Given $n$ equal to the $k$th prime represent the left hand side as a reduced fraction I call $Pk$. For $k=1$ to $4$ we have the fractions 1/2, 1/3, 4/15, and 8/35. Thus I would expect an interval containing numbers coprime to $210$ to have this density be 8/35 only if the length of the interval is a multiple of 35. This quickly leads to the question: how fast does the denominator of $Pk$ grow?

A related statistic is the ratio $\omega(\prod (p-1))$, the number of distinct prime factors of the (unreduced) numerator of $Pk$; for $k\lt 46$ this quantity is lower bounded by $k/3$. I do not know the asymptotic of this quantity, but to discuss the previous paragraph further let me conjecture that it stays above $k/3$.

If it does stay above $k/3$, this means that the reduced denominator of $Pk$ is (very roughly) at most $P^{2/3}$, where $P$ is the product of the first $k$ primes.

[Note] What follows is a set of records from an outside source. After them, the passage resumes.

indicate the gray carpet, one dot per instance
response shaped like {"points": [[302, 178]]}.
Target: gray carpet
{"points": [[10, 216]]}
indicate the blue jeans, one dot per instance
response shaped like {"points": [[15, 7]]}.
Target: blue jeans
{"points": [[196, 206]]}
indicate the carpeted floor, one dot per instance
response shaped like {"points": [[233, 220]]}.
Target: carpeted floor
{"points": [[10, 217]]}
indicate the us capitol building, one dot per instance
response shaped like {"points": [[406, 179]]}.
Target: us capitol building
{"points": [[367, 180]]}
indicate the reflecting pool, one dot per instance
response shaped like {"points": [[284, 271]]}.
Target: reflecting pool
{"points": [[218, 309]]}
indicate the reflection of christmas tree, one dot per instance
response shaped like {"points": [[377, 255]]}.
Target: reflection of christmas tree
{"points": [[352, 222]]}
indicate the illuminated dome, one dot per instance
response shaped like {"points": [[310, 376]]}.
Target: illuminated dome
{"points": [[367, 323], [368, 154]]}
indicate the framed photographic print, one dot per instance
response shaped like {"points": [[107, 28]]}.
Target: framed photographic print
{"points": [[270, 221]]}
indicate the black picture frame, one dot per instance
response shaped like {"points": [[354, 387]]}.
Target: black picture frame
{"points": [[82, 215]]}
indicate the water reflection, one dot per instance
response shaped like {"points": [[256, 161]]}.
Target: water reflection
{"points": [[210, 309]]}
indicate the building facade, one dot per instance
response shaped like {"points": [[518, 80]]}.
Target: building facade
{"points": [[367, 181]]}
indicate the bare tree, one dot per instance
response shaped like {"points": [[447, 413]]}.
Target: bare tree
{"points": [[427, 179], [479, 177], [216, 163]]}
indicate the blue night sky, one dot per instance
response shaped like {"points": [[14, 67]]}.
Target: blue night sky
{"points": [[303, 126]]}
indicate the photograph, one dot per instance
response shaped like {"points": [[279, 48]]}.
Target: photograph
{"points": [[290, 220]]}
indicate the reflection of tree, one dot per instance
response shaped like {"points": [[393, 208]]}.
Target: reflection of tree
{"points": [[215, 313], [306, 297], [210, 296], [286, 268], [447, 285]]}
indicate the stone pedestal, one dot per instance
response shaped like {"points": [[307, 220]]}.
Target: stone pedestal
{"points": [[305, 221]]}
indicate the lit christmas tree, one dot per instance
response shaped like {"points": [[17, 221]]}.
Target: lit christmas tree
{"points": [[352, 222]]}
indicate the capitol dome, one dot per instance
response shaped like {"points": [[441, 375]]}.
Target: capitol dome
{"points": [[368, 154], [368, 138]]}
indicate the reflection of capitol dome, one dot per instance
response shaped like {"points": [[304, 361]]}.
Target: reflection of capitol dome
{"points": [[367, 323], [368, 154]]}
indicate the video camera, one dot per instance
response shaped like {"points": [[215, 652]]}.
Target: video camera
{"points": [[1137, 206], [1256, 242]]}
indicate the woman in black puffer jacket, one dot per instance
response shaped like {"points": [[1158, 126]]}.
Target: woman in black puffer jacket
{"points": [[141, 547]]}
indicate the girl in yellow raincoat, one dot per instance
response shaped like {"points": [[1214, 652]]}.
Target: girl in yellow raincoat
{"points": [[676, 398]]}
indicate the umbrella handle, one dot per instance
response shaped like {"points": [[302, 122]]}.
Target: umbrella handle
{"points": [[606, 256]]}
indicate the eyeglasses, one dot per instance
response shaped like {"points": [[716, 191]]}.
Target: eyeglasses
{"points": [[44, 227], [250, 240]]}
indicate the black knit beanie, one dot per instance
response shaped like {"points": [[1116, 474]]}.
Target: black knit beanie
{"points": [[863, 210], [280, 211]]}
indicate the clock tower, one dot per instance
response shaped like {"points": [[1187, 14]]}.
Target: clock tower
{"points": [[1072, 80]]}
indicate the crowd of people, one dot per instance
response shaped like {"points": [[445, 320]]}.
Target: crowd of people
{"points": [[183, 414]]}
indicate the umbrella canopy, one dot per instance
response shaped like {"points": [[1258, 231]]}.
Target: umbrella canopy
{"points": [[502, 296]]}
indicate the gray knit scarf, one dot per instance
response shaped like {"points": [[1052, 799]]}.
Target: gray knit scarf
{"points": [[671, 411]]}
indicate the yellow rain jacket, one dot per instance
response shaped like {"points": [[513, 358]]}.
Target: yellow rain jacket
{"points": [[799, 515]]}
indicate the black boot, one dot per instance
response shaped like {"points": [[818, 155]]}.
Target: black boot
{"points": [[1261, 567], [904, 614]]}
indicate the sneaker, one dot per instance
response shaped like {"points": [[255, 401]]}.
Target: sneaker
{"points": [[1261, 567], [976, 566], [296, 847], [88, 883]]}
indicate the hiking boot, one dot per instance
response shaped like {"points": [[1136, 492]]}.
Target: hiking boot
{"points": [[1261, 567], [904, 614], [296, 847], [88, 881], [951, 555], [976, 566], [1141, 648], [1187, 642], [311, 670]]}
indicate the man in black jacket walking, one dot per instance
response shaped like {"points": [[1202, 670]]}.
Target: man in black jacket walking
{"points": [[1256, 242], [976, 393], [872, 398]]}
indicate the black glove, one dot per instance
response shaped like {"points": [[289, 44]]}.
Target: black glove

So for such $P$ (and thus for $X$ not far from $P$), I would expect an interval of length about $P^{2/3}$ to exactly match the density of coprimes to P in the interval $(\log P, P) \approx (p_k,P)$. If you are willing to accept some error, I would expect much smaller intervals to exist (of almost any length greater than say $2\log P$) to come close to the desired density. ( Of course, I am interested in how much the density can vary at that scale, which I believe can go from 0 to almost twice the average.) As remarked in another answer, if you fix $\theta \gt 0$ and ask ( as $X$ goes to infinity ) about density of numbers less than $X$ with no prime factor less than $X^\theta$, that density drops considerably.

Gerhard "It's A Matter Of Scale" Paseman, 2016.12.06.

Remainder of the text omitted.